A radiação gama é a mais utilizada nos bancos de tecidos, e é um método eficaz para
proporcionar a esterilização terminal do tecido biológico; porém, há relatos sobre
os possíveis efeitos deletérios das propriedades mecânicas e biológicas dos tecidos,
dependendo da dose de radiação aplicada.[10] Por este motivo, usualmente são aplicadas doses menores de radiação, entre 15 kGy
a 25 kGy, e, com menor frequência, doses mais altas (> 25 kGy).
A análise da osteointegração por exame radiográfico de acompanhamento foi proposta
por Conn et al,[12] que consideraram o enxerto integrado quando a radiodensidade entre o enxerto e o
osso receptor era idêntica, com formação de um molde trabecular contínuo na interface
enxerto–receptor, denotando um novo padrão trabecular, segundo as cargas que foram
aplicadas nesta região, ocorrendo então uma reorganização óssea. Posteriormente, Azuma
et al[13] consideraram o enxerto incorporado quando a linha esclerótica presente na interface
enxerto–receptor desaparecia, com restauração da densidade normal do enxerto. O nosso
grupo decidiu associar estas definições para avaliar melhor a integração óssea. Contudo,
esta análise por avaliação radiográfica pode ser subjetiva e de difícil interpretação,
principalmente na presença de material de síntese, como telas metálicas, anel de reforço
acetabular, e parafusos, entre outros.
A melhor técnica de comprovação da osteointegração é o estudo histológico do enxerto
transplantado; entretanto, esta técnica não é realizada rotineiramente, principalmente
por ser invasiva.[20] Comparando a avaliação da osteointegração no período de 6 meses com o de 12 meses
após o transplante, os resultados indicam diferenças significativas (p = 0,031), o que pode ser explicado por maiores evidências radiológicas de osteointegração
na avaliação de 12 meses.
Quando comparamos a osteointegração dos grupos que utilizaram enxertos irradiados
e não irradiados em nosso estudo, não observamos diferenças estatisticamente significativas;
porém, sugerimos mais estudos para afirmar que o uso de ossos irradiados com doses
controladas de radiação gama (25 kGy) é tão eficaz nas reconstruções ósseas realizadas
nas revisões de artroplastias do quadril quanto o uso dos enxertos não irradiados.

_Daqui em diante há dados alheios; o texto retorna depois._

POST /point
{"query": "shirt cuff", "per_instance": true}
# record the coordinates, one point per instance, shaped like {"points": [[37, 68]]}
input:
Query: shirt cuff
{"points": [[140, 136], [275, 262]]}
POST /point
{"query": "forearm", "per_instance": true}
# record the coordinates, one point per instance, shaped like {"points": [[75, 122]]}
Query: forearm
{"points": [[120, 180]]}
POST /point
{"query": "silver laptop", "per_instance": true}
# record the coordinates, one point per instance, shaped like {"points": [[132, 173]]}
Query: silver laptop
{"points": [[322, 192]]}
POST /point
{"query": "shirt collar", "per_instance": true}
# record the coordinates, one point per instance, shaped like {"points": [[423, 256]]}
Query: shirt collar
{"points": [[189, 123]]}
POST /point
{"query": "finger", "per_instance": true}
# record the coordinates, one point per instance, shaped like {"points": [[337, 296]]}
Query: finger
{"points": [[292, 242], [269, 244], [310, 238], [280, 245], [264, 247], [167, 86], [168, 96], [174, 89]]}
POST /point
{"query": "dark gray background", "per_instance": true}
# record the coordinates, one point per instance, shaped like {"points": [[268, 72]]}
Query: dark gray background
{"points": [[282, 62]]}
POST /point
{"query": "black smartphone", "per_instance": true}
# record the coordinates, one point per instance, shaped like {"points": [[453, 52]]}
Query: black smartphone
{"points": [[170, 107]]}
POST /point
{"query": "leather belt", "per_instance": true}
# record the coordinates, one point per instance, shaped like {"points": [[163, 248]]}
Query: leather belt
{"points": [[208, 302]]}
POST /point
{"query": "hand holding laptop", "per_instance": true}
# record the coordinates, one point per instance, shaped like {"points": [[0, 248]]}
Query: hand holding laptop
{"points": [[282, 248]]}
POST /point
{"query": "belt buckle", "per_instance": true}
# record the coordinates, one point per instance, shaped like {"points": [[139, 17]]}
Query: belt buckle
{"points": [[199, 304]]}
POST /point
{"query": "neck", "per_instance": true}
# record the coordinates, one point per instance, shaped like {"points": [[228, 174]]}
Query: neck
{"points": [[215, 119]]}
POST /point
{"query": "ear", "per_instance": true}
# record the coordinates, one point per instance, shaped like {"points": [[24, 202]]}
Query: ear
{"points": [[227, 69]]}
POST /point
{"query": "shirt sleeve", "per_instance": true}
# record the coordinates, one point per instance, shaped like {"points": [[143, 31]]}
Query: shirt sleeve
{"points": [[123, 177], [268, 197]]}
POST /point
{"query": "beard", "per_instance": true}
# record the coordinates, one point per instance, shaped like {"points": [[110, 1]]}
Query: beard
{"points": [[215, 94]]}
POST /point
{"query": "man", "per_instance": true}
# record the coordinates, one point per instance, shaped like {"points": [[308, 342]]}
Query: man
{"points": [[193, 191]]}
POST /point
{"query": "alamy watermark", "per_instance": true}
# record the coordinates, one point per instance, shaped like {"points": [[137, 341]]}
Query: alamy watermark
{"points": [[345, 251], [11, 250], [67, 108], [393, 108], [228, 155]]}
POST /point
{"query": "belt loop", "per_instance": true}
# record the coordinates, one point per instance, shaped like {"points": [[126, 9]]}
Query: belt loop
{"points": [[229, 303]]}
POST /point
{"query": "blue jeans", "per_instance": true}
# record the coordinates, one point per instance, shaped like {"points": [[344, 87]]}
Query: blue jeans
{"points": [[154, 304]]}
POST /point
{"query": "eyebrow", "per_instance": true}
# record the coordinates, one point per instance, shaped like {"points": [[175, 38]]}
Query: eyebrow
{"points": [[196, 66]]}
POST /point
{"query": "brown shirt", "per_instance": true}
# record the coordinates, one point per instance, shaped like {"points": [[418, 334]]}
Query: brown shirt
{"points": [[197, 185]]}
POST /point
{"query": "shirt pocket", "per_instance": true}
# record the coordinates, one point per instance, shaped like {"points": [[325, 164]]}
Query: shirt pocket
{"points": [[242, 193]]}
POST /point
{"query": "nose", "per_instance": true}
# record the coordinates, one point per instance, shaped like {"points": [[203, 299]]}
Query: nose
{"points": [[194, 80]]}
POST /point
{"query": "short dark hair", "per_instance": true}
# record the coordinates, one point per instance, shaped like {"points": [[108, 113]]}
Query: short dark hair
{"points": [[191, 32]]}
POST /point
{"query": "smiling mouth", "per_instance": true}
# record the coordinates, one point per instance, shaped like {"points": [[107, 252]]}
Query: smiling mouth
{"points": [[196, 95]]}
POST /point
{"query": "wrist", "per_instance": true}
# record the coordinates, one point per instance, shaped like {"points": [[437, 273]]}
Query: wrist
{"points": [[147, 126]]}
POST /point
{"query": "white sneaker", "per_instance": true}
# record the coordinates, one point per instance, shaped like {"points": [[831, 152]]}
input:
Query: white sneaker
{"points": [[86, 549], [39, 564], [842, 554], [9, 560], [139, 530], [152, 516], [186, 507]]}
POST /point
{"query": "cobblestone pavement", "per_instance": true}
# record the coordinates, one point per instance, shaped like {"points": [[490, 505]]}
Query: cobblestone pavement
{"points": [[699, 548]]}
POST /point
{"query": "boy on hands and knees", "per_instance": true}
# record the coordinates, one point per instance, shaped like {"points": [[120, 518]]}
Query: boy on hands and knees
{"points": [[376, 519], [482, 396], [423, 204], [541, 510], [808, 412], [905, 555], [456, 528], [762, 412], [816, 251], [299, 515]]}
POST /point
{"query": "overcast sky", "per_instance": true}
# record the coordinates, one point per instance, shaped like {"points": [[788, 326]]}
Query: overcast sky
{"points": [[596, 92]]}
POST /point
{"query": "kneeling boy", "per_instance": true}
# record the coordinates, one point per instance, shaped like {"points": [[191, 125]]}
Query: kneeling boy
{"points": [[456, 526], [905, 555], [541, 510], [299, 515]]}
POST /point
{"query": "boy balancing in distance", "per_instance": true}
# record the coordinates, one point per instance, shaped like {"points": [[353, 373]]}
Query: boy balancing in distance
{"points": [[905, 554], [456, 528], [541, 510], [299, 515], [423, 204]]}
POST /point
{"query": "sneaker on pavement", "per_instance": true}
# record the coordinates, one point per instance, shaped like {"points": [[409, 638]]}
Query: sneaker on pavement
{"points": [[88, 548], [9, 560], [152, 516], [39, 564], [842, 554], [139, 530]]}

Estes resultados também foram descritos por Emms et al,[21] que estudaram o uso de enxerto irradiado em reconstruções acetabulares em médio
e longo período de tempo (de 2 e 12 anos) em 110 pacientes que relataram bons resultados
no acompanhamento pós-cirúrgico, resultados comparáveis ao uso de enxertos não irradiados.
Conclusão
Não houve diferença significativa no uso de enxerto irradiado e não irradiado nas
revisões de artroplastias do quadril pela técnica Exeter.